雨だから葉の繁った木の奥の方にいるのだろうか。

雨。

特別雨が好きというわけではないが、嫌いではない。
豪雨は困るが。

サーっと降る雨。
しとしと降る雨。
そんな雨ならいい。

雨で濡れた路面を車が走る音が聴こえる。
ああ、この音好きだな。

あまり大粒でない雨が傘に当たる音。
あれも好きだ。

雨のにおいも、好き。

雨粒が水たまりに落ちるときのあの輪っかとか。

あれ?結構好きかも。


息子が年少の頃に通っていた幼稚園へは、田んぼが続く道を、車を使うこともあるが基本的には歩いて行っていた。

6月だっただろうか。
ある日の帰り、細かい雨がサーっと降っていた。

「気持ちのいい雨だね。」
「(田んぼの水面に落ちた)雨の輪っかがきれいだね。」
そんなことを言いながら歩いた。

晴れの日だけがいいわけではない、雨の日だから見れるもの、聴こえる音、におい、湿った空気…そういったものを感じてほしいと思っていた。
その日はちょうどいい具合の、気持ちのいい雨の日だった。

幼い息子は顔を輝かせていた。
(目、だけじゃなく顔全体からキラキラが漂っていた気がした。いや、全身からか?)

車道の下を横切るように通っている用水路の溝蓋のところまで来たとき、その溝蓋の下に普段見かけないカエルが何匹か集まっているのを見つけた。

晴れの日には見かけない生き物を見て、さらに輝く息子の顔。
今でもよくおぼえている。

「雨だからいいものたくさん見れたね。」

家に着いてからも興奮さめやらぬ様子だった。

さっき見たカエルは何か調べてみよう。

トノサマガエルかトウキョウダルマガエルだね。
似ていてどっちかよくわからないね。

帰ってからも楽しみは続いた。


それからしばらく経った雨の日。
雨の日の楽しさを知った息子は、その日も歩いて帰りたいと言っていたので、車ではなく歩いて迎えに行った。

風が強くなってきて、車で迎えに来ればよかったと後悔していたが、息子は雨の日に歩いて帰ることを楽しんでいる様子。

お友達親子の車が通りかかって、
「乗ってく?」
と声をかけてくれたが、息子は頑として
「歩いて帰る。

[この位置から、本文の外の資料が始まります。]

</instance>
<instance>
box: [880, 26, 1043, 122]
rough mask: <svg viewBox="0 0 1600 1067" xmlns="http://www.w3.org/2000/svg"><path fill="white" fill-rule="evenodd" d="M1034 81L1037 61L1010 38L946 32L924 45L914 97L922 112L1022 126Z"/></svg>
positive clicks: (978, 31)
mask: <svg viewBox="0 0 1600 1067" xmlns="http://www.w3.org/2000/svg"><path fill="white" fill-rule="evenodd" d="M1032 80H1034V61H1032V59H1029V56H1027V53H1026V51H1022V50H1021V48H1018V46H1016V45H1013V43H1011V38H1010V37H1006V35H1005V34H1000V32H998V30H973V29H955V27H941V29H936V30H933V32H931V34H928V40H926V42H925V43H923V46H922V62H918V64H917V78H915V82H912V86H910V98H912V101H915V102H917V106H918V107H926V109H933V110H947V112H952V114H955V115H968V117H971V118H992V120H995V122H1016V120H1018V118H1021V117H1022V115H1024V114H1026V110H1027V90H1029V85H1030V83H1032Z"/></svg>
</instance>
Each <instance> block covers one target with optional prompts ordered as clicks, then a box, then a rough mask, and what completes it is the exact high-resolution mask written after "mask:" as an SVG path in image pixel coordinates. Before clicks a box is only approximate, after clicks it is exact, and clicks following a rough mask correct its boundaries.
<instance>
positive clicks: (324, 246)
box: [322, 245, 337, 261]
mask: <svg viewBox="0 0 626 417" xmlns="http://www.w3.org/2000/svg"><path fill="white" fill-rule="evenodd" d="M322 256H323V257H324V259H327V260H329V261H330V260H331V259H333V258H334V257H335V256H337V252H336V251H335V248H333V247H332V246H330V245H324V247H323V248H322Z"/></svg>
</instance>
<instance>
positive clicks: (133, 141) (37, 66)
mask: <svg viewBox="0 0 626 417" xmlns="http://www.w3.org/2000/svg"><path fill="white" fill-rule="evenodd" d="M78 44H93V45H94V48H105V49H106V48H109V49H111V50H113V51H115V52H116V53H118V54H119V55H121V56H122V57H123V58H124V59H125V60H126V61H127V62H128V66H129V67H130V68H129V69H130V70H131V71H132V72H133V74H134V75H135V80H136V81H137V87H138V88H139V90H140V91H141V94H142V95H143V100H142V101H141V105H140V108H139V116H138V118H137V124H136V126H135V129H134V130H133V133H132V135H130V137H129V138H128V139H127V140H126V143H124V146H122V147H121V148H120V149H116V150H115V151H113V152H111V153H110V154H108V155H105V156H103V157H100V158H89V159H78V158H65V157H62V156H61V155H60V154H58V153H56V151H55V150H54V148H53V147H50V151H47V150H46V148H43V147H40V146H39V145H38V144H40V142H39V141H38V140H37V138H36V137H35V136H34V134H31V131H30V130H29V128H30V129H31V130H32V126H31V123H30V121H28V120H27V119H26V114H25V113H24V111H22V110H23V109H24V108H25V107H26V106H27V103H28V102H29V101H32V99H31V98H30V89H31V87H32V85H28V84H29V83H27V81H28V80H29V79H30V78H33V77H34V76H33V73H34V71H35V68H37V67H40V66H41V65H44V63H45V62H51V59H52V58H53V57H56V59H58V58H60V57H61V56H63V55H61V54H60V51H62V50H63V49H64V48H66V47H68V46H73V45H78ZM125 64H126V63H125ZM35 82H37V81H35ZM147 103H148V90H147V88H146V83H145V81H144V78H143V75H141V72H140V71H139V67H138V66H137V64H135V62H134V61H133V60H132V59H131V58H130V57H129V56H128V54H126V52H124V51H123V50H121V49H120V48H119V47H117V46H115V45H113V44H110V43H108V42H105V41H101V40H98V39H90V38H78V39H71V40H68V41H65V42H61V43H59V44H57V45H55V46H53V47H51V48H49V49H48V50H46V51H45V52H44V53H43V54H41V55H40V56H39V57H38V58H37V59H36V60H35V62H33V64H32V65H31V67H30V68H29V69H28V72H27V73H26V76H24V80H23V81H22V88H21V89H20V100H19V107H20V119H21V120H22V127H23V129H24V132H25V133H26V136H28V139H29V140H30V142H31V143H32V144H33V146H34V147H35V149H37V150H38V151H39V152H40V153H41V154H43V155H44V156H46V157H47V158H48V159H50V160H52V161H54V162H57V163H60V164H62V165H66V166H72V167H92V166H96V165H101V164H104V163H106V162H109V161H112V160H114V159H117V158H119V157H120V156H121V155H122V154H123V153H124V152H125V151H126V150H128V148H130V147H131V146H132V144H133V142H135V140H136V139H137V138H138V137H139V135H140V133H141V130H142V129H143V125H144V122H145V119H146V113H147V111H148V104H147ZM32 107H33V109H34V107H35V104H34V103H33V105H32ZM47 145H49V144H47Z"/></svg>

」
と。
私は乗せてもらいたかった〜。

そのまま歩いて家に着いたとき、息子は満足そうだった。


サーっと気持ちのいい雨が降ると、これらのことをセットで思い出す。

時が経つにつれキラキラと輝きを増し、大事な宝物になっていくのだな。


トノサマガエルかトウキョウダルマガエルか。

当時は、姿が似ているからどちらだろうね、と言っていたのだが、息子が小学生になり生き物の本から知識を得て、トノサマガエルだろう、ということになった。